The Effects of Data Preprocessing Choices on Behavioral RCT Outcomes: A Multiverse Analysis
View abstract on PubMed
Summary
This summary is machine-generated.Data preprocessing choices in randomized controlled trials (RCTs) significantly impact results, often more than statistical models. Transparent reporting and sensitivity analyses are crucial for robust behavioral science research.
Area Of Science
- Behavioral Science
- Biostatistics
- Data Science
Background
- Data preprocessing decisions in randomized controlled trials (RCTs) can disproportionately influence study conclusions.
- Behavioral science data is often characterized by noise, skewness, and outliers, making preprocessing choices critical.
- The impact of preprocessing on RCT outcomes, especially in behavioral research, requires thorough investigation.
Purpose Of The Study
- To quantify the influence of data preprocessing pipelines on estimated treatment effects in simulated RCTs.
- To compare the impact of preprocessing choices versus model specification on study outcomes.
- To advocate for transparent reporting and sensitivity analyses of preprocessing steps in behavioral science RCTs.
Main Methods
- Two multiverse analyses were conducted on simulated RCT data, encompassing 180 analytical pathways.
- Analyses crossed 36 preprocessing pipelines (varying outlier handling, imputation, and transformation) with five model specifications.
- Simulations utilized both linear regression families and advanced algorithms like generalized additive models, random forests, and gradient boosting.
Main Results
- Preprocessing decisions explained a substantial majority of variance in estimated treatment effects (76.9% in linear models, 99.8% in advanced algorithms).
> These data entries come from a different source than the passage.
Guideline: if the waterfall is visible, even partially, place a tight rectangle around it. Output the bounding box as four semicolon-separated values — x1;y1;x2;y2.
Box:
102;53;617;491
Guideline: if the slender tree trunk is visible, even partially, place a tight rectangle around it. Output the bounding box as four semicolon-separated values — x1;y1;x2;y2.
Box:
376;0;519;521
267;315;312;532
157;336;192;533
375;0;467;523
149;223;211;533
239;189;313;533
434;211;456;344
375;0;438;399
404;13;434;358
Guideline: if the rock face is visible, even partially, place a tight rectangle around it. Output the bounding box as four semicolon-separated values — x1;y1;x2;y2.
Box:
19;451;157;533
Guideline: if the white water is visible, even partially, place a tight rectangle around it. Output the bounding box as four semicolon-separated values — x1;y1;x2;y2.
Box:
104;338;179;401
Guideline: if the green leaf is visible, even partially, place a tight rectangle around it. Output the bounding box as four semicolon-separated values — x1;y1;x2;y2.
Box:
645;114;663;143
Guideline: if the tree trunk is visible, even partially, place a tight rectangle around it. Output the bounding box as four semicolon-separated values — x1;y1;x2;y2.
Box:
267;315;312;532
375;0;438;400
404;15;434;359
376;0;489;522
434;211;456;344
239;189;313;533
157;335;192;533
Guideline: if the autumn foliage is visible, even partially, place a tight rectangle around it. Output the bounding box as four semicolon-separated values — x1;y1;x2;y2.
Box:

- Model specification had a minimal impact on variance (7.5% in linear models, 0.1% in advanced algorithms).
- Specific preprocessing pipelines drastically altered effect estimates, shrinking them by over 90% or inflating them by an order of magnitude.
Conclusions
- Data preprocessing choices exert a far greater influence on RCT findings in behavioral science than statistical model selection.
- Meticulous reporting of preprocessing steps is essential for ensuring the robustness and replicability of research.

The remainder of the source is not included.